Com a trágica crise dos últimos meses, a economia, jogos políticos e interesses escusos têm estado acima da dignidade humana. Com a correria histérica que vivíamos, a pandemia do COVID-19 fez-nos parar um pouco. Por vezes já estávamos bastante insensíveis com o sofrimento do outro, tomando como corriqueiro os fatos degradantes de nossa sociedade. Muitas pessoas isoladas pela pandemia estão confinadas em suas casas ou outros que nem casa têm, sofrem mais ainda nas ruas. Um bonito trabalho unindo a Arquidiocese de Londrina por meio da Cáritas e a Secretaria de Assistência Social de Londrina está sendo realizado desde o início da pandemia, acolhendo moradores em situação de rua nas diversas casas de retiro da arquidiocese, dando dignidade a esses irmãos e irmãs já fragilizados. Isso é um ato concreto de missão.

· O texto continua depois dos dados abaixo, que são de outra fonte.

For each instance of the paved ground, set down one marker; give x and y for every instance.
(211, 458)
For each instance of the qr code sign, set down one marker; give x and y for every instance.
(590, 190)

No que tange ainda à internet, de forma muito lúcida, o Sumo Pontífice, nos alerta para os perigos da onda digital no número 71 da Fratelli Tutti: “Entretanto os movimentos digitais de ódio e destruição não constituem – como alguns pretendem fazer crer – uma ótima forma de mútua ajuda, mas meras associações contra um inimigo. Além disso, ‘os meios de comunicação digitais podem expor ao risco de dependência, isolamento e perda progressiva de contato com a realidade concreta, dificultando o desenvolvimento de relações interpessoais autênticas’. Fazem falta gestos físicos, expressões do rosto, silêncios, linguagem corpórea e até o perfume, o tremor das mãos, o rubor, a transpiração, porque tudo isso fala e faz parte da comunicação humana. As relações digitais, que dispensam da fadiga de cultivar uma amizade, uma reciprocidade estável e até um consenso que amadurece com o tempo, têm aparência de sociabilidade, mas não constroem verdadeiramente um ‘nós’; na verdade, habitualmente dissimulam e ampliam o mesmo individualismo que se manifesta na xenofobia e no desprezo dos frágeis. A conexão digital não basta para lançar pontes, não é capaz de unir a humanidade”. Sendo assim, na medida do possível, respeitando as leis impostas para a preservação da saúde, precisamos, pouco a pouco, retomar o contato missionário físico, participar dos sacramentos, insistir no olho-no-olho, afinal o ser humano é relacional, e precisa disso para alcançar sua sanidade mental, física e espiritual.
Com equilíbrio, em tempos de pandemia, não podemos deixar de ser missionários. Um telefonema (tão raro hoje em tempos de WhatsApp), uma mensagem de conforto, um pão feito em casa, um pedaço de bolo, uma oração feita de coração, enfim, tudo que estiver ao nosso alcance, pode ser feito pelo nosso próximo e com certeza agradará o coração de Deus. Portanto, invoquemos o Espírito Santo para que sejamos: irmãos todos missionários.